VII

Le soir, vers huit heures, Gaston était seul dans sa chambre.

Il venait de quitter Maxime à qui il avait promis de l’accompagner encore le lendemain, et il était rentré précipitamment.

Il attendait Palmer et ne voulait pas le manquer.

Les découvertes qu’il avait faites le matin, l’avaient effrayé.

Miss Stevenson ! C’était bien elle ! s’il avait pu conserver quelque doute jusqu’alors, maintenant il n’en avait plus aucun.

Que venait-elle faire à Paris ? Qui l’y retenait ?

Qu’avait-elle appris, et quel projet nourrissait-elle ?

Il avait hâte de l’interroger et de connaître le but mystérieux qu’elle poursuivait.

Quoiqu’il ne vît pas encore très bien ce qu’il y avait au fond de cette ténébreuse affaire, cependant, certains points obscurs commençaient à s’éclairer.

C’était le comte de Simier que miss Fanny recherchait ; c’était son enfant qu’elle voulait lui redemander, et tout l’autorisait à croire qu’elle était sur les traces du comte et de sa fille !

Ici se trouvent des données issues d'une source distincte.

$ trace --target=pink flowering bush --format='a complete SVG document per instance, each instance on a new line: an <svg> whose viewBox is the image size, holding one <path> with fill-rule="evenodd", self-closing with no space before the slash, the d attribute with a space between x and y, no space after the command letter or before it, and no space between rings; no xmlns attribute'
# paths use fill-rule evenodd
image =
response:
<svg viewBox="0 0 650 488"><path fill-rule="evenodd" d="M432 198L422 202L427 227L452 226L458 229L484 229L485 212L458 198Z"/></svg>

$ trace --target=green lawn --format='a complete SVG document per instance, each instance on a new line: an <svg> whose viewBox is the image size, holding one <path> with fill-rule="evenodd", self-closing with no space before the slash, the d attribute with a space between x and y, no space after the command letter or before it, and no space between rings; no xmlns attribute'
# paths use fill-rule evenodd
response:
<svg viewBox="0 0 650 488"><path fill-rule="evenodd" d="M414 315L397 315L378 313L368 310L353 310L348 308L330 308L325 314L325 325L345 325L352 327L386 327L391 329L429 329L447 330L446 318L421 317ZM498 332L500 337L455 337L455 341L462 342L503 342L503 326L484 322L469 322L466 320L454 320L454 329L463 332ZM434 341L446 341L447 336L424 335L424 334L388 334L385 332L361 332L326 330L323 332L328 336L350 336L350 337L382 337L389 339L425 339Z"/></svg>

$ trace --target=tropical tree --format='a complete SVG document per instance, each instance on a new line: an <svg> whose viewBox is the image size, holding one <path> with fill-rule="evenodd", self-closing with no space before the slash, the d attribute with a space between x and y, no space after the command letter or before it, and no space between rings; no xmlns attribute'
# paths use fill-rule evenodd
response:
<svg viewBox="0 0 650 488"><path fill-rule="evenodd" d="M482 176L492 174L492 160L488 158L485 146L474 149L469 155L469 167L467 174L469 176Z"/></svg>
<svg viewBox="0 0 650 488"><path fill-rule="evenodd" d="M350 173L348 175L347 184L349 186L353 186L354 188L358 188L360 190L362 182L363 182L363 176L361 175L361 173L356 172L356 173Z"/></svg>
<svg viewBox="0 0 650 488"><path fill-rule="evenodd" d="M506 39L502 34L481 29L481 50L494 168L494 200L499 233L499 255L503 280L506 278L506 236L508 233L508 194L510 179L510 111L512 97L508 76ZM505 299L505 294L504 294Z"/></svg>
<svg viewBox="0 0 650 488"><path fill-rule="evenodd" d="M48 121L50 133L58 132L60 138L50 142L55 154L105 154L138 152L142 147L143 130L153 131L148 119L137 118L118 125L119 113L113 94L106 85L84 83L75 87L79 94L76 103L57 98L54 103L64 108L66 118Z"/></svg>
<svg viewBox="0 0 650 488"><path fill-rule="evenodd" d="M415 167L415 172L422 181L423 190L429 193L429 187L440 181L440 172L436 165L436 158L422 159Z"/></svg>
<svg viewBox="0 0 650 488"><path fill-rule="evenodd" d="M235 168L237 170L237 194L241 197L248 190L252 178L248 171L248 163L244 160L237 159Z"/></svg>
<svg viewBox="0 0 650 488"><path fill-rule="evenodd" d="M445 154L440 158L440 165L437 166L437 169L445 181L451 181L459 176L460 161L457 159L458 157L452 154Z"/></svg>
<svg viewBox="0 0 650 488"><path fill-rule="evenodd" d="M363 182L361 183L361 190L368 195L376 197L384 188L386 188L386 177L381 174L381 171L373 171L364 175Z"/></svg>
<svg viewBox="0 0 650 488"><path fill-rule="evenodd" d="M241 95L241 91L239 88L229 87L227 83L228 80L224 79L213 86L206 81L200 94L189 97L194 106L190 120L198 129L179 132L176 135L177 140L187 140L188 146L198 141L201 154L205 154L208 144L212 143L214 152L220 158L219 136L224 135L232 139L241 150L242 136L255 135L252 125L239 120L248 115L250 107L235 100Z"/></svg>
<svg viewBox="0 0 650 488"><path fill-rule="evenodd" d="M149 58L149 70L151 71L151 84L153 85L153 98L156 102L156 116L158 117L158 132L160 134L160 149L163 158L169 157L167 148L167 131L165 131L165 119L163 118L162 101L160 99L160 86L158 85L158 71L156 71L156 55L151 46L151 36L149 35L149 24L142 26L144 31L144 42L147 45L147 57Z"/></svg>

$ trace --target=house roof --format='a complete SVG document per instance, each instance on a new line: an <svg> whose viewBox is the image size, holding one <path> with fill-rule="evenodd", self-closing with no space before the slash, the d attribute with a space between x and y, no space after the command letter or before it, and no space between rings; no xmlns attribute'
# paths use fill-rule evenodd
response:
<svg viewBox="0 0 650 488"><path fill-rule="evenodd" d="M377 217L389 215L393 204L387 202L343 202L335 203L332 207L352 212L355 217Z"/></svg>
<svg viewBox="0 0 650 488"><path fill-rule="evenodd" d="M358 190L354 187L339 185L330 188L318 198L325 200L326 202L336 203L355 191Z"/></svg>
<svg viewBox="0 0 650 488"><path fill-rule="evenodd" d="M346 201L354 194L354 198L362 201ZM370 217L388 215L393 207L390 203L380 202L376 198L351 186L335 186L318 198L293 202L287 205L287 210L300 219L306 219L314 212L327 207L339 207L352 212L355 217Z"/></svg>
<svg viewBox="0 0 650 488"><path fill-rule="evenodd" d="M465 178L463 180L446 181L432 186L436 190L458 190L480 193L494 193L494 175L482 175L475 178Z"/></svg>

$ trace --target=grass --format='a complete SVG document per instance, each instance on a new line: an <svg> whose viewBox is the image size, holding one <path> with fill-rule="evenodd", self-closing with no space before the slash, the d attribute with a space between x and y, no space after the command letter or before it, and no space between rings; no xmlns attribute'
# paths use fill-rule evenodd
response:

Comme huit heures sonnaient, le timbre de l’appartement retentit.

Bob alla ouvrir, et presque aussitôt il introduisit Georges Palmer.

Ce dernier entra l’air souriant et de bonne humeur.

— Ah ! ah ! vous m’attendiez, commandant, dit-il en remarquant que Gaston était debout et prêt à sortir.

— Vous le voyez, fit ce dernier.

— Vous avez vu miss Stevenson ?

— En effet !

— Et elle vous a donné rendez-vous pour ce soir ?

— Elle vous a prévenu vous-même, à ce qu’il paraît.

— Comme vous dites : il est convenu que la jeune lady vous attendra sur le coup de neuf heures.

— Où cela ?

— Au couvent, parbleu !

— Et vous êtes certain que l’on nous permettra d’y pénétrer ?

Palmer fit un haut le corps.

— Oh ! si nous avions eu l’idée d’en demander la permission, répliqua-t-il, je crois pouvoir assurer qu’elle nous aurait été refusée ; mais nous avons d’autres moyens à notre disposition.

— Lesquels ?

— Je me suis fait des amis dans la place, et depuis quelque mois, François, le jardinier, n’a rien à me refuser.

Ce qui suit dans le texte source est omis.